Module 4: Consent, Privacy, and Confidentiality

The Researcher in the Community

Researchers occupy a position of respect and trust in the community.  The Nuffield Council on Bioethics emphasizes this position in their report on research ethics in developing countries:

Researchers from developed countries may not be fully aware of prospective participants’ considerable trust in and respect for medical doctors and other healthcare practitioners, even those with modest qualifications. This may be especially true if the healthcare practitioners have been trained in Western countries. It is questionable whether researchers from developed countries are well prepared for the enormous responsibility that this attitude of respect and trust places upon them”(1)

It is important for researchers to understand how to conduct their research in a manner that honors this trust, both for the sake of their research participants and for the sake of their study’s validity.  Even the most well-intentioned and well-trained researchers can make mistakes in this area, so it is essential to think carefully about how to ensure that participants have given informed consent to participate in a research study.

Informed Consent

Informed Consent is a basic legal and ethical standard by which all research must abide.  According to Family Health International, “Informed consent is not merely a legal requirement or a document to be signed; it is a communication process between the researcher and the participant that starts before the research is initiated and continues throughout the study.

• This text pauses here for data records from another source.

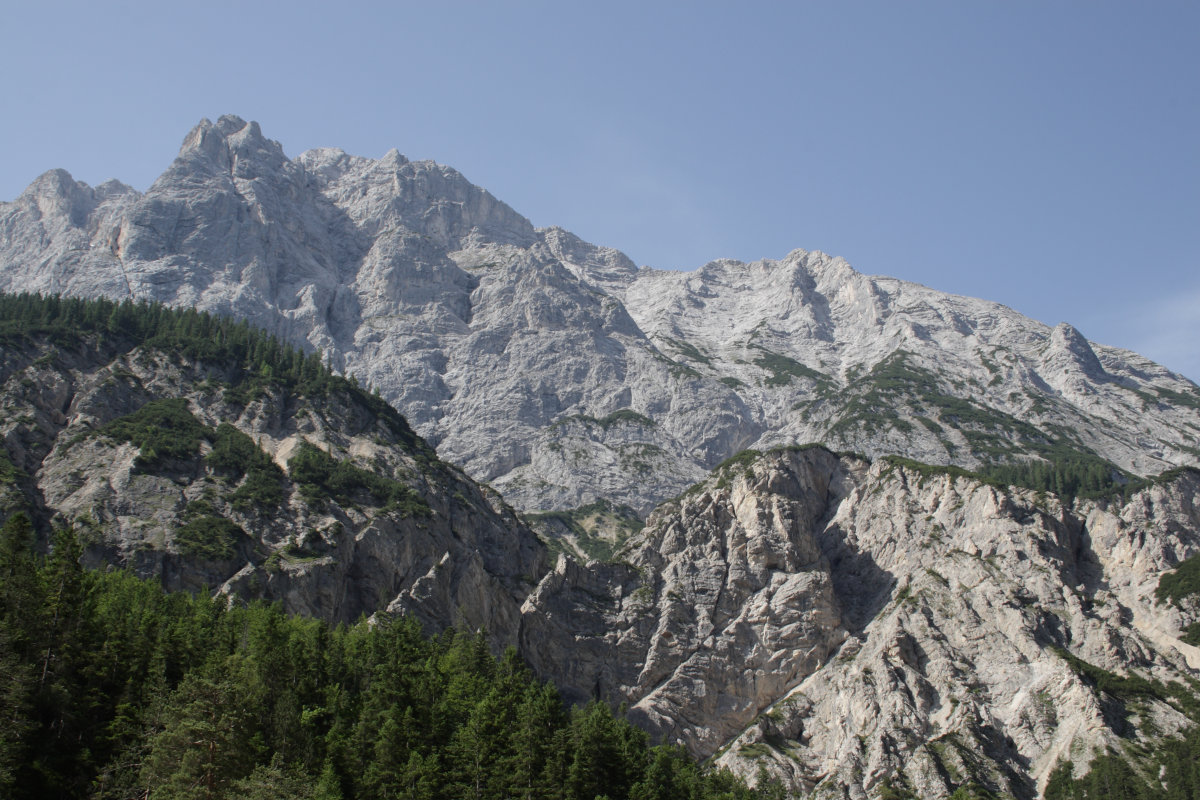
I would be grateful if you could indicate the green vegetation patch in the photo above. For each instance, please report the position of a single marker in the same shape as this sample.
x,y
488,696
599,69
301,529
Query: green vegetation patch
x,y
193,697
689,352
1181,583
586,524
783,370
209,537
235,455
621,416
319,475
10,474
162,429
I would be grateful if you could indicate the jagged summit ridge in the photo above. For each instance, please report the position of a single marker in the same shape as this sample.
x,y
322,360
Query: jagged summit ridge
x,y
557,370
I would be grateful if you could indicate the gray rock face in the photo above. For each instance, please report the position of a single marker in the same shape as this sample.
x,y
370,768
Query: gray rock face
x,y
838,623
553,368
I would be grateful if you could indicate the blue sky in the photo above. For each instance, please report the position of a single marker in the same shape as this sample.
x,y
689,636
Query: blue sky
x,y
1043,155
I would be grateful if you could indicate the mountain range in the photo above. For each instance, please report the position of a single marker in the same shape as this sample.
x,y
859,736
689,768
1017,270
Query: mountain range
x,y
857,533
557,371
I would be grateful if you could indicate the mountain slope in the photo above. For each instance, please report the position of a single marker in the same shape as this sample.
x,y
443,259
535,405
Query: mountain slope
x,y
557,371
841,623
203,452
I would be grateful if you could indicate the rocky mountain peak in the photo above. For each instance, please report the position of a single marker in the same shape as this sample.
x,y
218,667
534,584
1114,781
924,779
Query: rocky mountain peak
x,y
558,370
231,145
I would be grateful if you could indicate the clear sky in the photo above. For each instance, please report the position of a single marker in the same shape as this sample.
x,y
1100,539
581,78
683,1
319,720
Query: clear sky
x,y
1044,155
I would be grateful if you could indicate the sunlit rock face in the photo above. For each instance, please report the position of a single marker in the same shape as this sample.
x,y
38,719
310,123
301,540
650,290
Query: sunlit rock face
x,y
556,370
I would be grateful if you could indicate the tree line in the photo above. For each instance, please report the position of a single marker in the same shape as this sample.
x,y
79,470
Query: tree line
x,y
112,689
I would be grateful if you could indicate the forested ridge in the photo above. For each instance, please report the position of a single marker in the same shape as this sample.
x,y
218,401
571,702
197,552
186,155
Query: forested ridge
x,y
251,358
113,689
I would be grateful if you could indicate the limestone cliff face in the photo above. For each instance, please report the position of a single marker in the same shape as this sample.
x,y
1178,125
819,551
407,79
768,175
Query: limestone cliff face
x,y
556,370
840,621
456,554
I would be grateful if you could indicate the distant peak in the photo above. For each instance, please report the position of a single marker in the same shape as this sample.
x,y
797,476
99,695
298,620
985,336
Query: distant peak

It is essential that the information provided is understood by the potential participant and empowers that person to make a voluntary decision about whether or not to participate in the study”. (2)  Researchers must take on the responsibility of making sure that the participants in their study are provided with, and fully understand, all of the following before consenting to take part:

Potential Difficulties with Informed Consent

Although these guidelines seem like common sense, there are several potential issues to informed consent that researchers must be especially concerned about when doing work in developing countries.

For a more exhaustive list of challenges and solutions to informed consent in developing countries, please click here to be open the Nuffield Council on Bioethics’s report and refer to chapter 6, “Consent,” which begins on page 72. 

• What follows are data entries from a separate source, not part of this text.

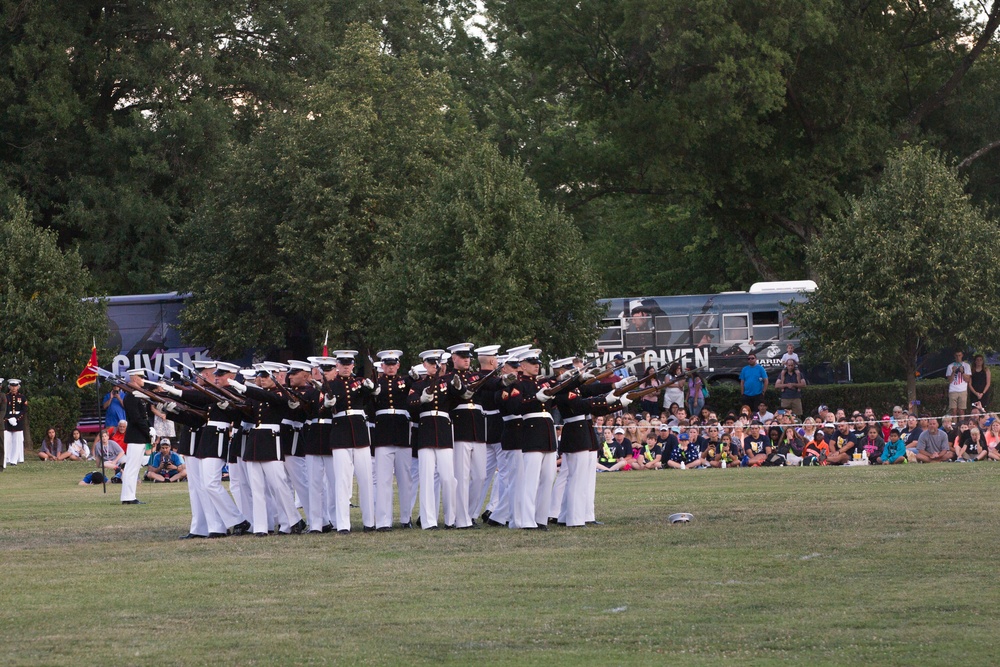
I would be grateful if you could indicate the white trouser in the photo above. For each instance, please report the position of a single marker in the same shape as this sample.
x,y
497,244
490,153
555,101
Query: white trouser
x,y
295,468
390,461
348,464
322,502
492,453
507,467
133,462
591,486
442,462
269,477
538,471
578,474
559,493
13,447
215,494
470,476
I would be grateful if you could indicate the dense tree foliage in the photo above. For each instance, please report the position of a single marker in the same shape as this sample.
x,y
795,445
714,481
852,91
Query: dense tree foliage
x,y
910,266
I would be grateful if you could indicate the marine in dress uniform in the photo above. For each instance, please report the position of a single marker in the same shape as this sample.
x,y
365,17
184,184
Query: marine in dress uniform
x,y
538,444
469,425
262,456
434,397
138,434
13,426
391,441
350,442
509,460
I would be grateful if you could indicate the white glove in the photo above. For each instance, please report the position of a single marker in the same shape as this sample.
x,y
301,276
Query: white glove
x,y
624,381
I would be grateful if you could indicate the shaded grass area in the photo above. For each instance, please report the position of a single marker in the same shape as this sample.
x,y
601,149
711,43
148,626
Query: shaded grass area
x,y
781,566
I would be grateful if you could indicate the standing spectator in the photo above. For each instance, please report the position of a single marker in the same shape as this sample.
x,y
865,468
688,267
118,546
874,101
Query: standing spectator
x,y
933,446
51,449
958,385
790,383
114,408
695,394
979,383
753,382
77,449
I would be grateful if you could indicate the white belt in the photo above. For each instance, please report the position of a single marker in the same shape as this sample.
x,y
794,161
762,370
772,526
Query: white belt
x,y
349,413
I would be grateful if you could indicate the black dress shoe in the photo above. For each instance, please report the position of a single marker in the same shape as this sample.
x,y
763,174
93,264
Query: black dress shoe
x,y
242,528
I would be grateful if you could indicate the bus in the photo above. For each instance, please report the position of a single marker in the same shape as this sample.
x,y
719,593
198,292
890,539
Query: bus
x,y
143,330
710,332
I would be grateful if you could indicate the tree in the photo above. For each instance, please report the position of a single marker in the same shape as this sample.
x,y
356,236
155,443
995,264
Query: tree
x,y
910,266
483,259
47,328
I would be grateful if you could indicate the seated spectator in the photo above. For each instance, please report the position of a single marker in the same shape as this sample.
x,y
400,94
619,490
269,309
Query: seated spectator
x,y
650,455
816,451
972,448
873,444
165,465
933,446
51,448
894,450
613,455
685,455
78,450
109,452
92,479
753,447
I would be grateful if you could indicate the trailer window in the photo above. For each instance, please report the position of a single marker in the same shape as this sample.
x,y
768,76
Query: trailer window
x,y
735,328
672,330
766,325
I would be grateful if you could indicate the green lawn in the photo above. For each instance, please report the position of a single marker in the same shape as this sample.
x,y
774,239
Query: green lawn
x,y
781,566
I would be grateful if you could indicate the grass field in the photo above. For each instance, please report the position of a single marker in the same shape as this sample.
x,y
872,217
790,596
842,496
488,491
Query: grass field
x,y
781,566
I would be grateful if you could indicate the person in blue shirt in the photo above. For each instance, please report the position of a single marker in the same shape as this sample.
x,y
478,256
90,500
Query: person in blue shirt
x,y
114,408
753,382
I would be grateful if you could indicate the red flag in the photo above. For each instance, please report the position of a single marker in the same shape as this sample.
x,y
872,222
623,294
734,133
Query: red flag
x,y
87,376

Oral Cultures and Informed Consent

“Oral cultures such as those in various parts of Africa attach importance to personal social relation in contrast to literate and technologically developed ones where relations are impersonal, highly segmented, and formal. The requirement of informed consent in writing does not go down very well in African societies that are still steeped in oral tradition unlike in European contexts where this is embraced and/or demanded.”(7)

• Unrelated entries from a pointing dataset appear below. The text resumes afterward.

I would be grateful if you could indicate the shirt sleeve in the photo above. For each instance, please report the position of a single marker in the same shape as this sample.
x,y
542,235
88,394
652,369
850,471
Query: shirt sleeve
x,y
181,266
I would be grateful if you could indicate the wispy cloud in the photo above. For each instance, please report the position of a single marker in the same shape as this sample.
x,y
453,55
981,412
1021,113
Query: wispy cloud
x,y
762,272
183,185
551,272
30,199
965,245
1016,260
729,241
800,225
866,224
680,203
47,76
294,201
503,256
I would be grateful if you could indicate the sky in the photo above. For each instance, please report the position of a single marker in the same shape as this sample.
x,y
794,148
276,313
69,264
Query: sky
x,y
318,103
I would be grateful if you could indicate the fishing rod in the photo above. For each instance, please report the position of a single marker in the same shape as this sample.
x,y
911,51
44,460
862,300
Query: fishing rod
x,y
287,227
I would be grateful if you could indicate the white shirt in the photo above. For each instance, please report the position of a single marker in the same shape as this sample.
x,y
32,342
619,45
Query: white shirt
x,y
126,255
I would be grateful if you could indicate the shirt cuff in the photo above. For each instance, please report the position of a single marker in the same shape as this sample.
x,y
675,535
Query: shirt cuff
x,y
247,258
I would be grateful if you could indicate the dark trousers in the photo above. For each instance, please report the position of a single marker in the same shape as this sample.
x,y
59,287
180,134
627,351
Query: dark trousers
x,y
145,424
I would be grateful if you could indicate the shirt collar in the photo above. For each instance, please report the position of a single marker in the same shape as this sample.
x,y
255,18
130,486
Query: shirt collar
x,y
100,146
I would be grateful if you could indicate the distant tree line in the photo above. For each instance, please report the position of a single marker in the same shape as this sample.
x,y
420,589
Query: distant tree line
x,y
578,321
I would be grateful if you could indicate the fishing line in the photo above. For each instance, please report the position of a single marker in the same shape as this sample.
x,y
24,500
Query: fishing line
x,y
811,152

Whether or not a community is largely literate, a cultural emphasis on oral contracts and the importance of the spoken word may be the norm.  In these cases, researchers must be cognizant of the cultural differences between what they are used to and what the community deems appropriate.  It is always the responsibility of the researcher to adapt his or her methodologies to fit the cultural context in which the study is taking place.  Oftentimes, this means a fundamental reconsideration of what qualifies as “genuine consent” given the cultural context.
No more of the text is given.